Drone strike hits Michurinsk factory that makes missile guidance parts
Videos geolocated to Michurinsk show overnight fires at the Progress factory, which makes control systems and sensors used on Kh‑101 and Kh‑59 guided missiles; Russia says air defences engaged.
Jun 2, 2026, 9:09 PM EDT
Why it matters: A strike on Progress, a major Michurinsk factory that supplies control systems and sensors for Russian aviation and missiles, hits the industrial backbone that keeps guided weapons working.

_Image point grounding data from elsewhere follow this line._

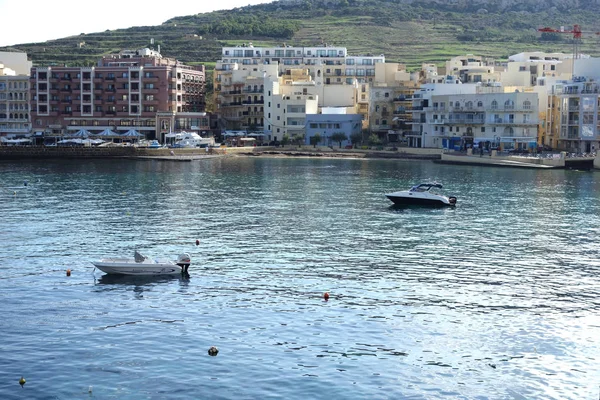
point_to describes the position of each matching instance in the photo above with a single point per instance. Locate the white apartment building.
(16, 61)
(472, 69)
(15, 119)
(335, 72)
(573, 116)
(455, 120)
(524, 69)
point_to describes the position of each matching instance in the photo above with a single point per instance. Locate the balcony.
(466, 121)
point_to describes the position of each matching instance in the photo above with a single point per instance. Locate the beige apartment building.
(122, 92)
(573, 116)
(239, 79)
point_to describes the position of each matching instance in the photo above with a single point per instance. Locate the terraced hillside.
(408, 32)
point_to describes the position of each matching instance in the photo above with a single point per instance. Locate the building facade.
(573, 116)
(246, 66)
(328, 124)
(122, 92)
(495, 118)
(14, 103)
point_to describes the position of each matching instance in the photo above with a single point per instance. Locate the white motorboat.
(142, 265)
(422, 195)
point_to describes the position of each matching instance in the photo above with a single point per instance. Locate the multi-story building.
(244, 67)
(573, 116)
(472, 69)
(524, 69)
(390, 114)
(14, 103)
(122, 92)
(490, 116)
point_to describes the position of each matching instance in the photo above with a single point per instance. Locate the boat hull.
(115, 267)
(407, 199)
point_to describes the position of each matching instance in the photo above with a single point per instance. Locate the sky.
(39, 20)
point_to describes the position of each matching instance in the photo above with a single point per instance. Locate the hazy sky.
(38, 20)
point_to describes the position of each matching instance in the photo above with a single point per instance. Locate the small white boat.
(142, 265)
(421, 195)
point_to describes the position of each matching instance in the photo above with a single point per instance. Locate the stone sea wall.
(42, 152)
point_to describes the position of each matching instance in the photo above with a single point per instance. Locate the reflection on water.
(495, 298)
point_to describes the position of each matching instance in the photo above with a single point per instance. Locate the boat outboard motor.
(184, 262)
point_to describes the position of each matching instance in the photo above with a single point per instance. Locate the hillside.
(405, 31)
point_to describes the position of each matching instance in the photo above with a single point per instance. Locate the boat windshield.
(423, 187)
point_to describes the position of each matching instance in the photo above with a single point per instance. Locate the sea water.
(497, 298)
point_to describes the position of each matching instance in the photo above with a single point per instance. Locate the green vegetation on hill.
(404, 31)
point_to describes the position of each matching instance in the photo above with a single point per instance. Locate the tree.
(339, 137)
(315, 139)
(356, 138)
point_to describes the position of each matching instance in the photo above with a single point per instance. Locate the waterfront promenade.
(496, 159)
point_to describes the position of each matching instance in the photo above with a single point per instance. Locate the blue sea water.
(497, 298)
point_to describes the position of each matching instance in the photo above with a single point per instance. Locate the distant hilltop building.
(14, 94)
(135, 89)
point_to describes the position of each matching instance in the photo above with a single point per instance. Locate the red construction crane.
(576, 31)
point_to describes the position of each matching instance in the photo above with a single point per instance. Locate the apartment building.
(14, 103)
(245, 66)
(390, 104)
(472, 69)
(122, 92)
(524, 69)
(490, 116)
(573, 119)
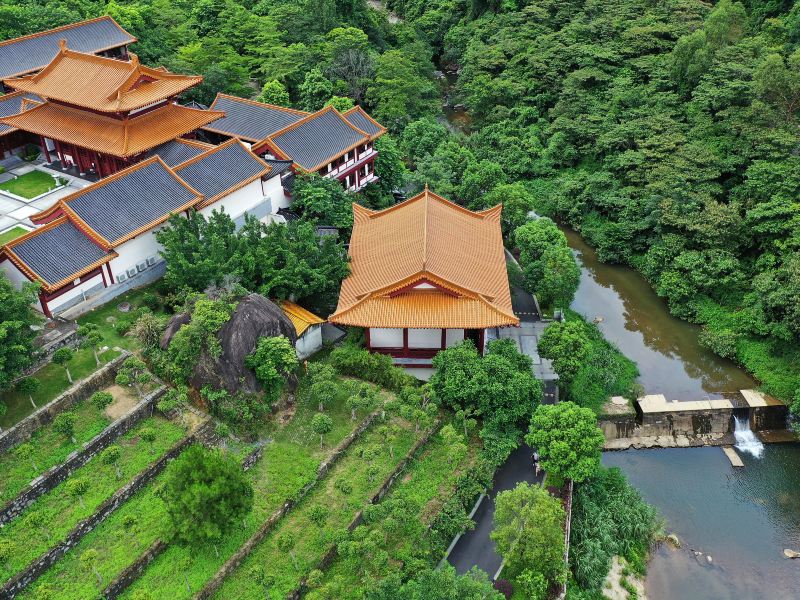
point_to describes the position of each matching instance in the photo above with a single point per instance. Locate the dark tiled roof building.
(179, 151)
(222, 170)
(76, 254)
(32, 52)
(250, 120)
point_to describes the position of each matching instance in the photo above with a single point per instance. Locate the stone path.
(16, 212)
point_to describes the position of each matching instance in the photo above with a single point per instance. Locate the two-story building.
(327, 142)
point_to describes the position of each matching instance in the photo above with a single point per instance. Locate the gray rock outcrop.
(253, 318)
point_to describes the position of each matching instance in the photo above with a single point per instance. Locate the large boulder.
(253, 318)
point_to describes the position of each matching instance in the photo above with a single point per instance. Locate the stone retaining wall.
(134, 570)
(81, 390)
(44, 562)
(329, 556)
(245, 549)
(55, 475)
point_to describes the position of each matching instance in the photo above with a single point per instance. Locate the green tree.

Repeated attacks on the site show a pattern of targeting defence suppliers.
Driving the news:
- Explosions rocked Michurinsk, Tambov region, in the night of June 3.
- Local posts and media published videos and photos showing fire near the Progress plant.
- Russia reported air-defence activity and said drones struck the region; officials have not released a damage tally.
On the ground:
- OSINT groups geolocated witness video to the factory grounds.
- Clips capture a buzzing drone sound, then a blast and rising black smoke.
- Eyewitness footage shows flames on or very close to production buildings.
The big picture:
- Progress manufactures control-system equipment, including MP‑95 sensors linked to Kh‑101 testing and gyromotors used on Kh‑59M2 variants.
- The plant also makes civilian electrical gear and equipment for oil and gas pipelines.
- Progress has been hit multiple times before — recorded strikes in Dec 2024, June 2025 and Feb 2026.
What they're saying:
- Russian authorities said air defences engaged hostile aerial targets over the region.
- Ukrainian-linked OSINT projects and analysts identified the geolocated footage as showing the Progress site.
- No official Russian statement has yet published a full assessment of damage or casualties.
The bottom line: A night-time drone strike on a factory that makes missile guidance parts directly targets the supply lines for Russia's guided weapons — and the attacks keep coming.